Une grande partie de ce que nous connaissons aujourd’hui comme psycho-
histoire tient à l’effort conjoint de ces deux disciplines, la psychologie et l’histoire,
pour pénétrer le mystère du leadership et du charisme, pour parcourir les chemins
complexes par lesquels des chefs sanguinaires et cruels captent la ferveur et
l’amour des masses. Bien plus qu’un guide ou un dépositaire conjoncturel
d’idéaux conscients, le grand leader est l’expression de conflits émotionnels très
profonds, l’incarnation de structures et de contenus inconscients qui dépassent
les histoires personnelles. Il donne forme aux troubles du peuple qui recherche
des réponses à ses angoisses principales.

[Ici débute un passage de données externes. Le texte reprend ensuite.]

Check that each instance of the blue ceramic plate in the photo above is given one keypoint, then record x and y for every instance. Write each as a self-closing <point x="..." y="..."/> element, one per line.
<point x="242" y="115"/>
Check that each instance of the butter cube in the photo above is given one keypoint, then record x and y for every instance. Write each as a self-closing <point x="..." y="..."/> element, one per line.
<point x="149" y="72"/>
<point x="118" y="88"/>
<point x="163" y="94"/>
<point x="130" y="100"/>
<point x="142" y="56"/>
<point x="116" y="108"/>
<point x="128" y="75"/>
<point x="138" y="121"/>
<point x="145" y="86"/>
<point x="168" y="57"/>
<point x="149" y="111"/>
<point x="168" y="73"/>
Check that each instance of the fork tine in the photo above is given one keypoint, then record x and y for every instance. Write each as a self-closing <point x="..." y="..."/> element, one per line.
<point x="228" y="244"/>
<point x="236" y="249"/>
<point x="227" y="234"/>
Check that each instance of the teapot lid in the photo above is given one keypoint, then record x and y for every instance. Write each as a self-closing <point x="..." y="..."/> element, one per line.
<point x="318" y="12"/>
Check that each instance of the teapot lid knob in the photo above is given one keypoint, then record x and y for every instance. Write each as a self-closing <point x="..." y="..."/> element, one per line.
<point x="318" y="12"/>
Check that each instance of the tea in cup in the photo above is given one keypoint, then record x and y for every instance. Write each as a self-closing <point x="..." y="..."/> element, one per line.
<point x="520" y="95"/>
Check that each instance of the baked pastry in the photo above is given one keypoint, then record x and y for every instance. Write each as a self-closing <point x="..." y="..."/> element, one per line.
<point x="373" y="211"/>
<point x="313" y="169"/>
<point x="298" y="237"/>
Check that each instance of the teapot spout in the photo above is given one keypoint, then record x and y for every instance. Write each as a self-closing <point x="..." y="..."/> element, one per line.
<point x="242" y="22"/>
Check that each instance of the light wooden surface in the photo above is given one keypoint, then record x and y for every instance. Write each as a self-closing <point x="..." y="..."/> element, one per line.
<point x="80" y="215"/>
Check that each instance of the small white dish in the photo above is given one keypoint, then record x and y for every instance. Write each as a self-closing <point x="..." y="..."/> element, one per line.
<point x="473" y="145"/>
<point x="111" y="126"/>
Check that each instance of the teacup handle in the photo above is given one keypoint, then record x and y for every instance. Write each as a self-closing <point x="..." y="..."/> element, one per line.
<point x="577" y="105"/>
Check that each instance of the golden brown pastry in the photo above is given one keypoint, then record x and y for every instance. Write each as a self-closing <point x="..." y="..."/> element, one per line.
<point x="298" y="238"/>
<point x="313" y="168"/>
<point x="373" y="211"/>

La psycho-histoire est tiraillée entre les
hypothèses conventionnelles qui voient dans la figure du grand homme celui qui
forge les forces du destin, et celles qui le voient comme un symbole, une person-
nification des nécessités d’un peuple, de ses déséquilibres, tensions, pulsions et
désirs latents qui, même s’ils existent dans toutes les sociétés, ne prennent forme
que lorsqu’un individu apparaît, qui, se fondant sur son propre mal-être, est
capable d’exprimer les conflits de tous les autres dans leur généralité.
De nombreuses théories psychologiques tentent d’expliquer l’origine de la
nécessité intérieure de dominer, de la motivation à atteindre nos objectifs
en altérant ou en contrôlant la conduite des autres, du désir d’être influent.
La passion de commander est intimement liée à la voracité, ce mécanisme
psychologique qui résulte de l’incapacité à obtenir satisfaction, de l’intarissable
14. F. Herrera Luque, Bolívar de Carne y Hueso y otros ensayos, Caracas, Editorial Ateneo de Caracas, 1983,
p. 49.
15. F. Herrera Luque, La Huella Perenne, op. cit., p. 350.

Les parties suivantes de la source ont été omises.